Une conclusion inattendue émergea des examens conduits sur le terrain en 1994 par les docteurs James Harris et Dann Hone, de la Brigham Young University de l'Utah. En tentant de déchiffrer ces inscriptions, Harris eut la surprise de lire explicitement le nom du Dieu des Israélites : Yahweh ! D'après lui, le nom du Dieu unique se retrouve même sur plusieurs artéfacts, et se présente sous des formes voisines, souvent abrégées. "Yah", "El Yah", "Yahu" et "Yahh" sont les différentes variantes répertoriées. Il apparaît de manière assez fréquente, puisqu'il est présent dans 25 % des inscriptions …

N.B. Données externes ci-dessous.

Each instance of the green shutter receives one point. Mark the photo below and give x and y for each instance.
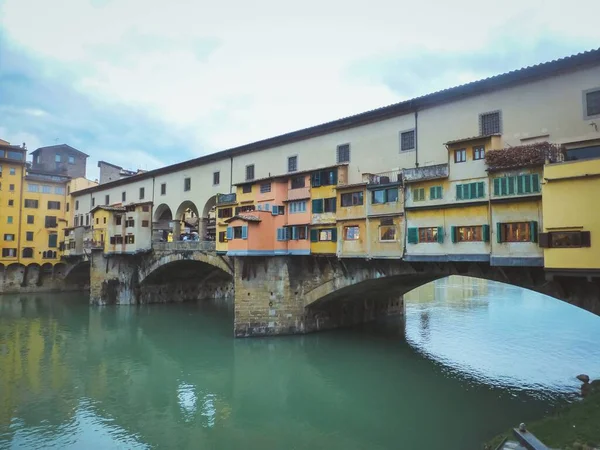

Pour Harris, la présence explicite du nom de Yahvé ne fait pas de doute. Il est précédé dans plusieurs cas du mot "el" qui signifie "dieu". Il côtoie souvent des représentations d'un chandelier à sept branches, ou ménorah. Harris et Hone ont même proposé une traduction complète de tous ces groupes de signes. Il s'agirait essentiellement de dédicaces et de prières exprimées en hébreu ancien.



 


Exemples d'inscriptions trouvées à Har Karkom. Celle de gauche pourrait signifier :
"Bamah (lieu de culte), butin élevé par la porte de la maison de Yah".

(images : 
http://www.lib.byu.edu/%7Eimaging/negev
)

 

La forme archaïque de ces inscriptions et leur emplacement dans la péninsule du Sinaï incitèrent Harris et Hone à les dater du premier ou du second millénaire av. J.-C. (env. 1200-600). Cette gamme d'âges estimée les rend contemporaines de l'émergence de la nation israélite en Canaan. Qui sait si elles n'ont pas accompagné des premiers Israélites lors de leur longue marche ?










Références :

[1] - L.-J. Calvet : "Histoire de l'écriture". Plon, Paris 1996.
[2] - W.F. Albright : "The Early Alphabetic Inscriptions from Sinai and their Decipherment". Bulletin of the American Schools of Oriental Research, No 110, (Apr. 1948), pp. 6-22.
[3] - "The Hebrew Exodus : When ? About 1500 B.C." (bibleprobe.com).
[4] - A. Montgomery : "A chronological Model for the Bible. Part 1 : The Exodus, Joshua and Judges". Apr. 5, 2001 (ldolphin.org).
[5] - J. Grant : "The signature of God" (nyjtimes.com).
[6] - F.M. Cross : "Newly Found Inscriptions in Old Canaanite and Early Phoenician Scripts". Bulletin of the American Schools of Oriental Research, No 238 (Spring 1980), pp. 1-20.
[7] - J.C. Darnell, F.W. Dobbs-Allsopp, M.J. Lundbergh, P. Kyle McCarter, B; Zuckerman, C. Manassa : "Two Early Alphabetic Inscriptions from the Wadi el Hôl". The Annual of the American Schools of Oriental Research, Vol. 59 (2005).
[8] - J. R. Harris, D.W. Hone : "The Origins  and Emergence of West Semitic alphabetic Scripts" (lib.byu.edu).
[9] - B. Colless : "The science of Paleogrammatology and the evolution of the alphabet" (cryptcracker.blogspot.com).